Don’t Punish Your Kids – Discipline Them

“Don’t punish your kids.”

As a dad, my reaction to this one-liner I heard recently was a thoughtful, “Uhhh …..what???” But months later, I find I am still fascinated by this point….and the significant counterpoint that follows.

As I have meditated on this, I have come to believe that punishment of anyone is a poor idea, and it is especially bad for children.  Often the discussion of child discipline revolves around spanking.  While spanking may be a useful tactic in some circumstances for some children, our discussion should really be what strategy should we use to raise successful children.  And I believe that strategy should always be child discipline, and never child punishment.

Never Punish Kids….Always Discipline Them

The point of this concept is that we should never punish kids, but instead we should always think in terms of how to discipline kids.  Merriam-Webster’s online dictionary makes the distinction more clear:

Punishment: “suffering, pain, or loss that serves as retribution
Discipline: “training that corrects, molds, or perfects the mental faculties or moral character“.
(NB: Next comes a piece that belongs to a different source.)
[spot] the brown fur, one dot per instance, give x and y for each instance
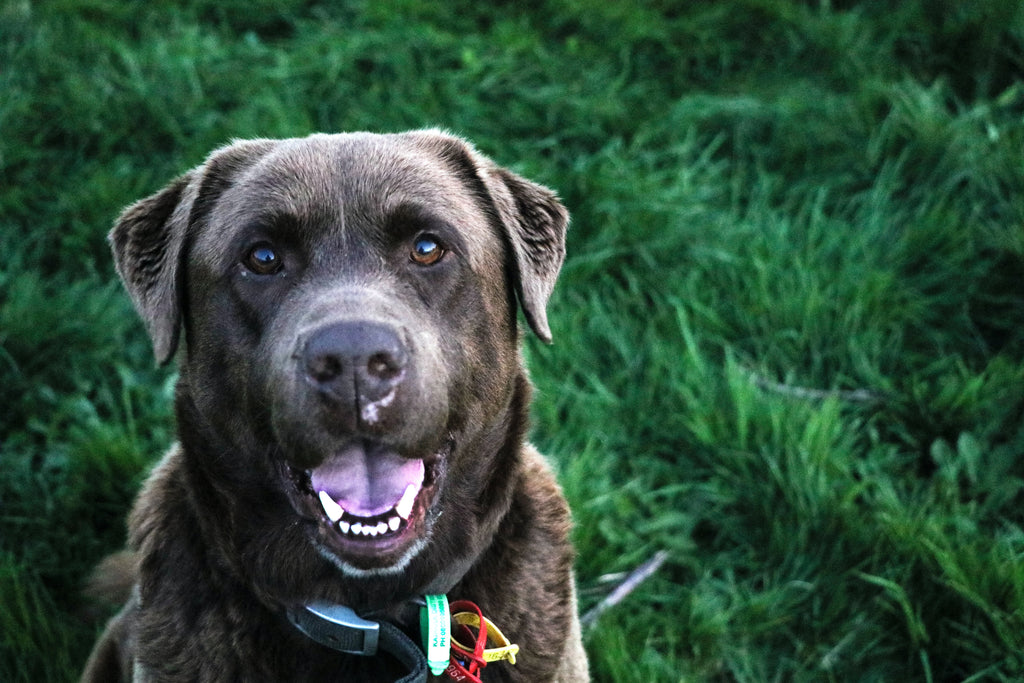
(223, 537)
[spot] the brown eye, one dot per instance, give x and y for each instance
(262, 260)
(427, 251)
When put that way, the differences are obvious:

Punishment looks to the past.
Discipline looks to the future.

Punishment is about settling a wrong.
Discipline is about keeping wrongs from settling in.

The heart of punishment is to scare people out of bad behavior.
The heart of discipline is to love people into good behavior.
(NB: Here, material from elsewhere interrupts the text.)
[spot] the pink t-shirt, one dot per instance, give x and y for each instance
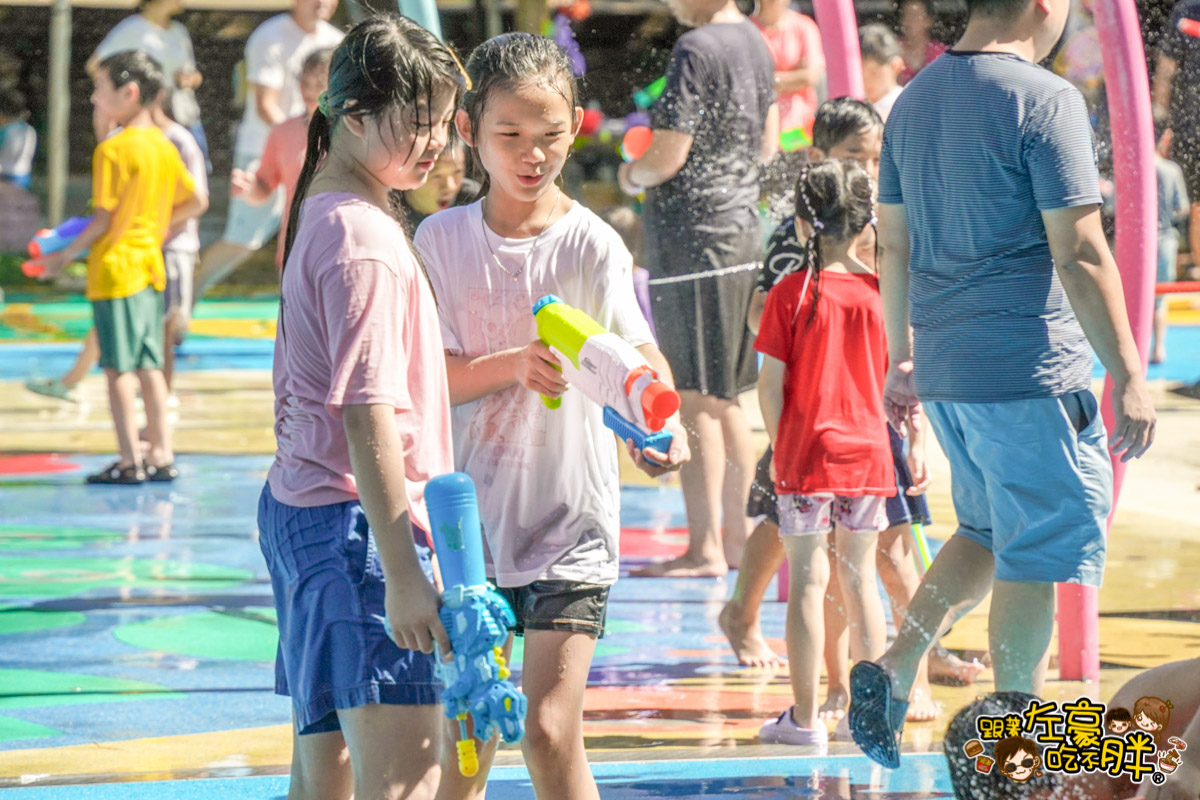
(358, 325)
(795, 42)
(282, 163)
Punishment? or Discipline?

Katie published another look at this in a recent blog post, and a YouTube video.

Do I Punish Others, Too?

It’s easy to think of children when we think of punishment and discipline, but we do well to consider how we relate to others.  Do I emotionally punish my friends, my employees, or people I interact with at the store?   If I do, how can I use the heart motive of discipline to change how I interact?
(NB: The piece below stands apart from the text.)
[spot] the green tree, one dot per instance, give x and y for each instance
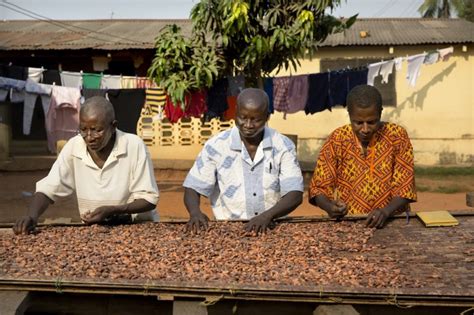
(249, 37)
(445, 8)
(467, 11)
Punishment of Self is the Worst

Punishment of self is the worst of all. Maybe you have you have spoken words of punishment to yourself, “I always act stupid like that.”  Or, thought something like “I’m a no good dirty, rotten worm.”

The reality is we cannot improve our lives by punishing ourselves.

Jesus told us to “love your neighbor as yourself”.  If my self love is really more self loathing, or self dislike…..how can I rise above that level in the loving of my neighbor?

But if I love myself as God loves me…..and if I lovingly discipline me instead of punishing me…..THAT love propels me on the pathways of Heaven to do the deeds of the Kingdom of God.

And it can work the same way for our children.